Mamaku Odamun, dan Kami Menerima

Membincang hidup rasa-rasanya di usia 20an keatas, inginnya lebih sederhana saja. Menerima. Bukan pasrah ya. Tetapi menerima dengan menyadari segala apa yang sedang kita alami, atau dapatkan. Menerima dengan memahami sesuatu yang terjadi ada yang bisa kita ambil kendali atau cukup dengan berserah diri. Menerima dengan memahami sesuatu apakah itu baik, buruk, atau yang masih ditimbang nilai baik-buruknya karena masing-masingnya memiliki konsekuensi. Menerima dengan memahami kapasitas diri sendiri, dan mengontrol ekspektasi.

Satu bulan ini, hasil tes USG pemeriksaan thyroid mamaku menyatakan bahwa terdapat benjolan kecil di sekitar lapisan kulit leher kiri-kanannya.

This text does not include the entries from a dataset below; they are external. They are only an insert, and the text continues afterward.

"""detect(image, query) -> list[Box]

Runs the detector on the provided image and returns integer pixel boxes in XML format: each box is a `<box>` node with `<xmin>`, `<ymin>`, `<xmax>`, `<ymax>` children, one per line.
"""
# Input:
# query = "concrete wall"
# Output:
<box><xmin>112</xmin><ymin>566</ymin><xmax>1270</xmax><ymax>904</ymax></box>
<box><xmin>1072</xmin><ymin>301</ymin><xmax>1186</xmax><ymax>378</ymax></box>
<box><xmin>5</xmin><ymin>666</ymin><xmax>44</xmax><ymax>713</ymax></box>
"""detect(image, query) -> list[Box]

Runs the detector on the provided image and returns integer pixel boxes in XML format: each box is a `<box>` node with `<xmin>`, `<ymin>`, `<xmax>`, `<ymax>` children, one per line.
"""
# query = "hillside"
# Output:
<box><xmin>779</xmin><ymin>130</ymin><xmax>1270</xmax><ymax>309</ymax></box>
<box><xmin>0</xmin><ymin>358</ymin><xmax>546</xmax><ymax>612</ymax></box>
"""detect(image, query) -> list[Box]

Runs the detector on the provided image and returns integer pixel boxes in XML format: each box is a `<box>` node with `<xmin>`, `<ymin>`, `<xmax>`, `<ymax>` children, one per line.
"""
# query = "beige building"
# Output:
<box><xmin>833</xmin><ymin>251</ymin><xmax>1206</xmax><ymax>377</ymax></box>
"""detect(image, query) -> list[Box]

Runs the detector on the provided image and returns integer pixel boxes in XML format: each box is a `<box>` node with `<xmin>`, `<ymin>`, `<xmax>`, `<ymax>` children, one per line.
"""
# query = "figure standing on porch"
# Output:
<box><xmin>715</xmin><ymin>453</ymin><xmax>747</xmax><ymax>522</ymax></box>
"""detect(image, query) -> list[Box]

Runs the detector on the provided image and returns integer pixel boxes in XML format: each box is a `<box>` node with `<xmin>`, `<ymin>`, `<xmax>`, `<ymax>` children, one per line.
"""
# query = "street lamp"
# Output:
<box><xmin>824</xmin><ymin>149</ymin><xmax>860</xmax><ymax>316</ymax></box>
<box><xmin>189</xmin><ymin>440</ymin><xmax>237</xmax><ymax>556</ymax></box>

Namun benjolan itu hanyalah gejala yang ditimbulkan oleh penyakit utamanya. Graves disease atau yang akrab dipanggil autoimun menjadi penyebab adanya benjolan itu. Aku sempat terkejut mendengar kabar dari dokter spesialis yang membantu mama. Tapi selanjutnya aku mulai mengingat kembali, apa yang terjadi pada mama belakangan ini. Dalam hatiku berkata “akan ada hal yang berubah dari mama”.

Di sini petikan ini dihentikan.